Take Claude, for example. It loves adding backward compatibility. Sounds thoughtful, right? But in practice, this often leads to bloated, brittle, or just plain terrible code. The intent is noble. The outcome? Messy.

You can try solving this by writing explicit guidelines in the claude.md file. But even then, things slip through. Frequently.

The inability to reliably follow explicit instructions makes these agents poor coding partners. You think you've been clear, but they hallucinate structure or logic that no one asked for.

To be fair, Claude has gotten better from Sonnet 3.7 to Sonnet 4, it now follows instructions more faithfully. But still, not enough to be truly reliable.

Now, the idea of "just only explicit instructions" is appealing in theory. But in practice, human programmers don't work like that either. We bring in context, experience, and intuition. We fill in the blanks when instructions are ambiguous or incomplete which they always are. Because to write 100% complete instructions, you'd have to describe the universe.

A human will pause, ask questions, and seek clarification when in doubt. An LLM? It just plows ahead, confidently wrong.

I'm sure there are some RLHF techniques that could improve this. But at some level, I think this is an inherent limitation.

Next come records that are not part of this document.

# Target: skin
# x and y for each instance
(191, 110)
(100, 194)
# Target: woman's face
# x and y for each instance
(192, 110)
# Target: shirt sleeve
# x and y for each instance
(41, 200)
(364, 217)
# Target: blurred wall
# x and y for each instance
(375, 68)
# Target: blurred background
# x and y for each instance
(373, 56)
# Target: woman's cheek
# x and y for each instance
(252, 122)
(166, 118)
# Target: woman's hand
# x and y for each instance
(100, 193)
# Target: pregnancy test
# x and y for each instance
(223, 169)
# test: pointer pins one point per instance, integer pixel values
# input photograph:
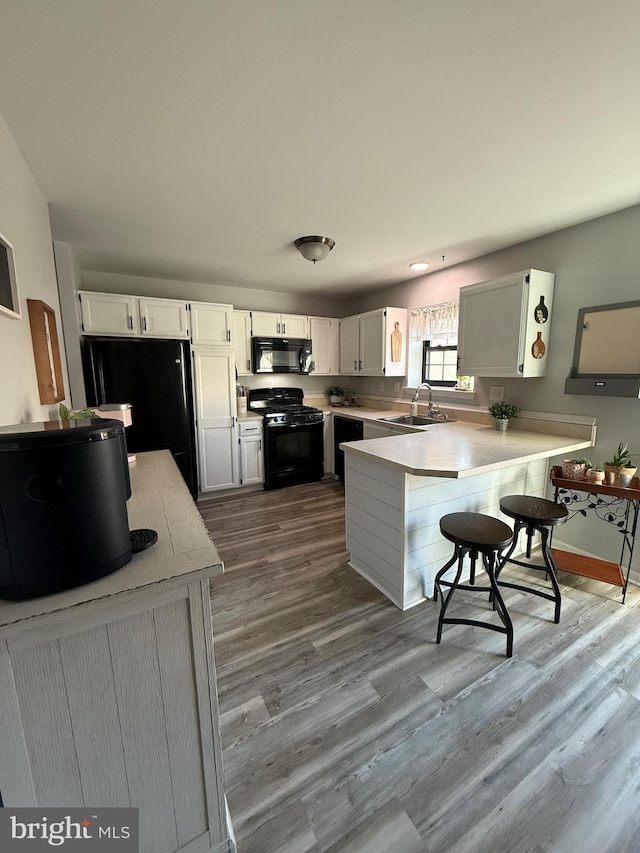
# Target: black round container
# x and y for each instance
(63, 515)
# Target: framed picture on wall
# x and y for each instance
(9, 302)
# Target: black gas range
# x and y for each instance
(293, 436)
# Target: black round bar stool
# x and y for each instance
(472, 534)
(534, 515)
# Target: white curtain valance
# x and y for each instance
(437, 323)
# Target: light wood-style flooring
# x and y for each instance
(346, 728)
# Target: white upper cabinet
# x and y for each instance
(504, 325)
(133, 316)
(164, 318)
(215, 403)
(325, 344)
(374, 343)
(266, 324)
(109, 314)
(241, 337)
(211, 324)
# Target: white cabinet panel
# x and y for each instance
(211, 324)
(241, 338)
(270, 325)
(325, 343)
(164, 318)
(374, 430)
(109, 314)
(214, 381)
(504, 325)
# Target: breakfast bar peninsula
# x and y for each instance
(398, 488)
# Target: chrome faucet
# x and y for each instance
(434, 411)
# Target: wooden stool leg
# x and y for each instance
(552, 570)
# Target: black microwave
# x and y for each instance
(281, 355)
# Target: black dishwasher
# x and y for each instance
(344, 429)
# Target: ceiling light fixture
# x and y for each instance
(314, 248)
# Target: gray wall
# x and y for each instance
(24, 222)
(595, 263)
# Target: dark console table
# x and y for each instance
(611, 504)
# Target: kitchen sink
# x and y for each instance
(414, 420)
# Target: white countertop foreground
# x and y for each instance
(462, 449)
(161, 501)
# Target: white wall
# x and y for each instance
(24, 221)
(243, 299)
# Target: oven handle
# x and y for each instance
(304, 363)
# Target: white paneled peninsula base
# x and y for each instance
(108, 692)
(398, 488)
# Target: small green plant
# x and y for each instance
(503, 410)
(65, 414)
(621, 458)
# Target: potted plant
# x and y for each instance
(502, 412)
(336, 395)
(620, 469)
(595, 474)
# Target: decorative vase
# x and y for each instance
(573, 470)
(541, 312)
(615, 475)
(538, 348)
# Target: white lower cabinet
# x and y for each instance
(504, 325)
(375, 430)
(211, 324)
(374, 343)
(251, 453)
(325, 343)
(215, 398)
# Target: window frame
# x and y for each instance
(426, 348)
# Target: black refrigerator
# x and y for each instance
(155, 377)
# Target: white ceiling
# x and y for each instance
(196, 139)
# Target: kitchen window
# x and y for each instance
(433, 347)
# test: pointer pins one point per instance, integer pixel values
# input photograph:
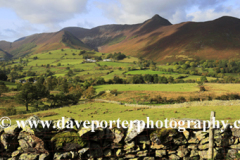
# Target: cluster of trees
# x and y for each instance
(33, 93)
(117, 56)
(219, 66)
(143, 64)
(139, 79)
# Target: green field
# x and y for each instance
(106, 111)
(9, 84)
(148, 72)
(180, 87)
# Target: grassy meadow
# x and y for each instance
(59, 62)
(106, 111)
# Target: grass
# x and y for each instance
(223, 87)
(148, 72)
(180, 87)
(106, 111)
(9, 84)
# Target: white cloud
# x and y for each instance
(211, 14)
(176, 11)
(49, 12)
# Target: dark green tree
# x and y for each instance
(27, 94)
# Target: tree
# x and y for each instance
(90, 92)
(41, 91)
(3, 88)
(27, 94)
(3, 76)
(203, 79)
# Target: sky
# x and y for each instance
(21, 18)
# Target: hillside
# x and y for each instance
(155, 39)
(42, 42)
(158, 40)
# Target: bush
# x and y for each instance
(202, 88)
(181, 99)
(11, 110)
(233, 96)
(115, 92)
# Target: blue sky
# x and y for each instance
(21, 18)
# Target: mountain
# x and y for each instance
(4, 54)
(159, 40)
(108, 35)
(42, 42)
(155, 38)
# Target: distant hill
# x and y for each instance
(155, 39)
(42, 42)
(4, 55)
(159, 40)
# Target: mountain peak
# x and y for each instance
(156, 16)
(159, 20)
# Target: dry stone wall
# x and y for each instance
(115, 143)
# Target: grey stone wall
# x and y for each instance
(115, 143)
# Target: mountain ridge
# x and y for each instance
(155, 38)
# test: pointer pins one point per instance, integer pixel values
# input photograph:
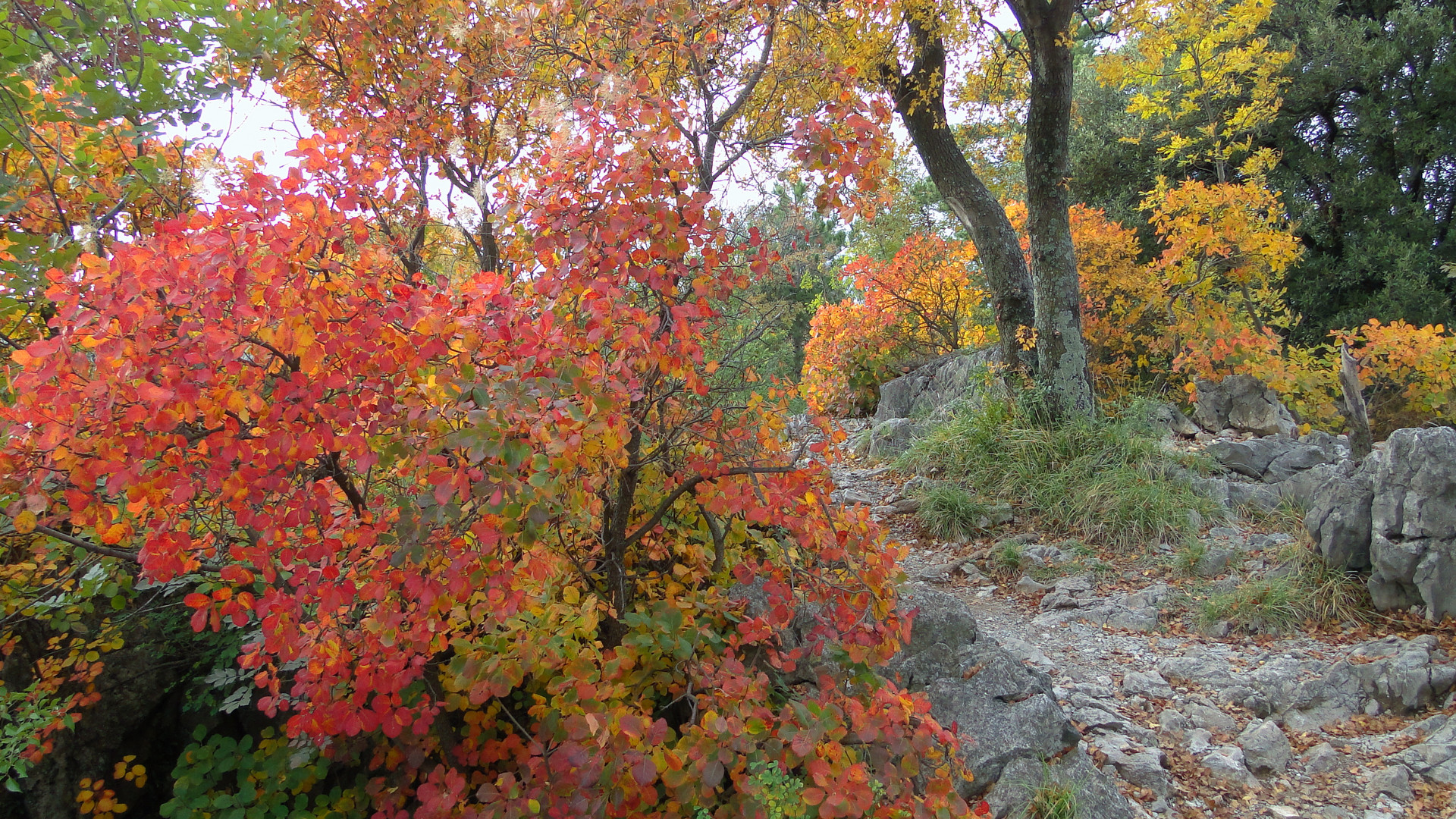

And that's fine if you're ready to babysit. Not fine if you expect the agent to ship production-quality code without dragging you into a pit of tech debt.

Depending on how much oversight is needed, using an LLM might actually be slower than coding by hand. The time you save up front? You'll probably spend later debugging and refactoring.

All this is loosely tied to another truth: LLMs tend to generate average code at best. At worst, they produce overengineered, subtly broken slop that looks okay until it bites you.

A junior developer can be coached, mentored, and improved. An LLM can't even if you think you just need a little prompt engineering to fix this. Believe me I tried a lot.